A lot of what I do is the result of circumstance and inclination. I do lots of editing and some writing, but most of it is the result of work I came up with on my own. I go to staff meetings, I listen to people, I figure out the processes and then I document them, which helps improve them. I also am good at spotting places where we need some kind of documentation, and then creating it. I'm an organizer, I am an ear for anyone with a problem, and I tend to be a bit of a peacemaker and motivator.
Please tell me this doesn't sound like management. Because I'm starting to suspect that all of my skills and inclinations are pushing me that way, where I don't think I really want to go. I'm not a spotlight or authority loving person, I like the behind-the-scenes contribution and the execution of authority, not the weilding of it.
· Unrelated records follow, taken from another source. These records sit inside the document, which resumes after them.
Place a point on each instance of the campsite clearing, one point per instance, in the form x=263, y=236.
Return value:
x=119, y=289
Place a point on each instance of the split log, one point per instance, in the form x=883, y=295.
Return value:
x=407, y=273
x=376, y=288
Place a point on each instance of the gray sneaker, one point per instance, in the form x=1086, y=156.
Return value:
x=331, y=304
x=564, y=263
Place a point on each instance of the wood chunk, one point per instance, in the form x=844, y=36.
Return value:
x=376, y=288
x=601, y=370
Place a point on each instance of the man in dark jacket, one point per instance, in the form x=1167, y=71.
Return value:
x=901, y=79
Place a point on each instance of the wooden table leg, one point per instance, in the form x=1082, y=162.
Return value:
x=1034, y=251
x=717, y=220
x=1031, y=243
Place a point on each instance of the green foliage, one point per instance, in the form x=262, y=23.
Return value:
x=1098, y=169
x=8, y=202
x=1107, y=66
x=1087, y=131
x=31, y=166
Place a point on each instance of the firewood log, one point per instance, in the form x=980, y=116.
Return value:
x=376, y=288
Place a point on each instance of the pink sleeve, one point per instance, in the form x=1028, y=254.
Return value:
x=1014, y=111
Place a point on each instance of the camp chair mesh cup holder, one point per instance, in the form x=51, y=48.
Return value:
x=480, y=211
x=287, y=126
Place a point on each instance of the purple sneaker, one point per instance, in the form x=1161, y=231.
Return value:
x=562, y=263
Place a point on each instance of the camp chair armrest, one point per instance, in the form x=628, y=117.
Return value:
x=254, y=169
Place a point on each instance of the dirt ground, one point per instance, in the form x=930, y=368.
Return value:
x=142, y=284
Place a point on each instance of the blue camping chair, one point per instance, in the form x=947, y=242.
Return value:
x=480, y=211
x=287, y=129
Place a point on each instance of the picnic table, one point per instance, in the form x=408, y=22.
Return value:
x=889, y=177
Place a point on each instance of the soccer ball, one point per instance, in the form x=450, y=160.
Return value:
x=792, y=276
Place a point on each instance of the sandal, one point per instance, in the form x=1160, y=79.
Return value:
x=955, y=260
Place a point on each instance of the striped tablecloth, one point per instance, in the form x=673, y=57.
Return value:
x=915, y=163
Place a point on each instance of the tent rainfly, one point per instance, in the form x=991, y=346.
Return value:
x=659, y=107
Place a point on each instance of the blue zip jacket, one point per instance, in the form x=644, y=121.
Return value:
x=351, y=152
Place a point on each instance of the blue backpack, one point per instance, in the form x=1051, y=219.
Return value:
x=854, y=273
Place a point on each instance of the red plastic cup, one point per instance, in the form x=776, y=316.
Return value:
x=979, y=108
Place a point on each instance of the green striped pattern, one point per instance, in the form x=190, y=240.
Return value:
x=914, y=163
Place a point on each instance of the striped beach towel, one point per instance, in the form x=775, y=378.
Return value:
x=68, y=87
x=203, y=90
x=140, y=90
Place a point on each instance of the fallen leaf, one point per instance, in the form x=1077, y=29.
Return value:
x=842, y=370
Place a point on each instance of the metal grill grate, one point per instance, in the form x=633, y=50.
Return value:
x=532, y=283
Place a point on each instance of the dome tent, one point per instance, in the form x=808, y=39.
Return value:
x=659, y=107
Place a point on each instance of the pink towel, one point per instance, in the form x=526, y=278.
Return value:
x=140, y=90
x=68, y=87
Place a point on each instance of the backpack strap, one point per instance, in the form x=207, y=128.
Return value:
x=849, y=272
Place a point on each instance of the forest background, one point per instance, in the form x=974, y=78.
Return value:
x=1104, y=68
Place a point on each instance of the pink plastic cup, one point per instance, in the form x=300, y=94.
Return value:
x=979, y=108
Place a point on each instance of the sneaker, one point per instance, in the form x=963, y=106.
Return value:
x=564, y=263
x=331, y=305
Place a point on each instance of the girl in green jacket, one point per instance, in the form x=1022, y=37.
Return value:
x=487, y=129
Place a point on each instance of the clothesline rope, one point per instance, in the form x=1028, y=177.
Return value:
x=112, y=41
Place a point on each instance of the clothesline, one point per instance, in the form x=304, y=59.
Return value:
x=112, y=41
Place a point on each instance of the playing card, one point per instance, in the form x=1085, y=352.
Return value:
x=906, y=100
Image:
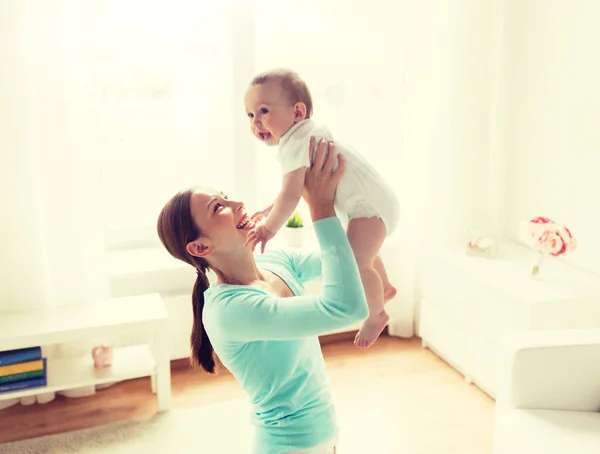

Career decisions are not my favorite thing. I just want to be happy and have interesting, challenging work. Is that so hard? I have battles to fight in other places, I donít want to do it here too.
And I'm being sent to technical training classes that are ever-so-slightly above my head. This is scary. This is also a great opportunity, and opens the possibility that I can move forward with that part of my career plan. If I have to be management some day, let it be technical management. I'm too much of a dork to do any other kind.
And the shit going down at work is of the internal battle and new overlord kind. I can't control anything, but I have some stuff I simply must sit down and talk to my boss about. I'm going crazy, and I can't actually get anything done at work right now because I am so very worried about everything. At least today people were talking to me. First time this week. I don't know if they've been avoiding me or if I've just been missing the cues, but it's been lonely and anxious at my workplace this week.
I don't want a new job. I want my job to get better. I want to be effective, I want the shit to stop hitting the fan every five minutes, and I want to know what the fuck is going on. Because something is, and it's affecting everything.
Yeah. Tomorrow. Don't want to go through the whole holiday weekend without at least airing my concerns. And then! Three day weekend! Niece birthday! Dad in town! Bourbon! Yay!
Wound up in knots, I am. Wish me luck tomorrow.